Le maire de Dolbeau-Mistassini, Richard Hébert, est furieux. «J'ai horreur de me faire dire ce qui est bon pour nous autres. J'aime mieux vivre dans nos régions libres et fières que de vivre dans des métropoles de béton asservies. Toute la région doit se lever contre cette position de Montréal. Ce sont eux qui disent ce qui est bon ou ce qui n'est pas bon pour nous autres. Ils nous traitent comme des colonisés. Je n'accepterai jamais une telle attitude envers les régions ressources et envers notre belle région du Saguenay-Lac-Saint-Jean, je suis outré.»

Le maire de la Doré, Jacques Asselin, n'est pas plus tendre. «On se croirait du temps de Jules César et de l'Empire romain. Il voulait se débarrasser des provinces parce qu'il était tanné de s'y rendre pour percevoir l'impôt. On nous joue une vieille rengaine des années 65 alors qu'on avait mis en place un Bureau d'aménagement de l'Est-du-Québec (BAEQ) pour tenter de fermer des villes en Gaspésie. C'est une vision simpliste du développement. Si on fermait nos petites municipalités pour les regrouper aux villes centres comme Roberval ou Saint-Félicien celles-ci perdraient leur rôle et seraient fragilisées. Il faut repenser à une mobilisation de la main d'oeuvre comme ç'a été le cas pour créer Fermont et d'autres villes», suggère-t-il.

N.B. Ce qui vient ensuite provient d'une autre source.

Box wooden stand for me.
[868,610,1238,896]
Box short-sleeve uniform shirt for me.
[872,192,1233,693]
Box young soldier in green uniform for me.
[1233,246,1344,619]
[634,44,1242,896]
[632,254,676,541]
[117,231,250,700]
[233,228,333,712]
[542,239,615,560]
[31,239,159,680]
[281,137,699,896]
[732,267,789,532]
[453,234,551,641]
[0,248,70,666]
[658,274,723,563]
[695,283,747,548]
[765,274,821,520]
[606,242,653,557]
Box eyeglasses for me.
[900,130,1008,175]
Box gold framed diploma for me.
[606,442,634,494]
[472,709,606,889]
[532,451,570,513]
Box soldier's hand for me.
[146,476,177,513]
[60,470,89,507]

Finalement le préfet de la MRC Maria-Chapdelaine, Jean-Pierre Boivin, estime que le gouvernement devrait plutôt faciliter les échanges d'équipements et de services pour permettre aux petites localités de maintenir leur vitalité. «C'est une grande méconnaissance. Il faut une grande occupation du territoire au Québec. Les déclarations m'ont fait penser quand Petterson (l'ancien grand patron de Résolu) a décidé de fermer la papetière de Dolbeau alors qu'il ne l'avait jamais vu. Il faut plutôt regarder comme nos régions peuvent obtenir de meilleures redevances de l'exploitation des ressources naturelles afin qu'on s'en serve comme levier de développement», propose-t-il.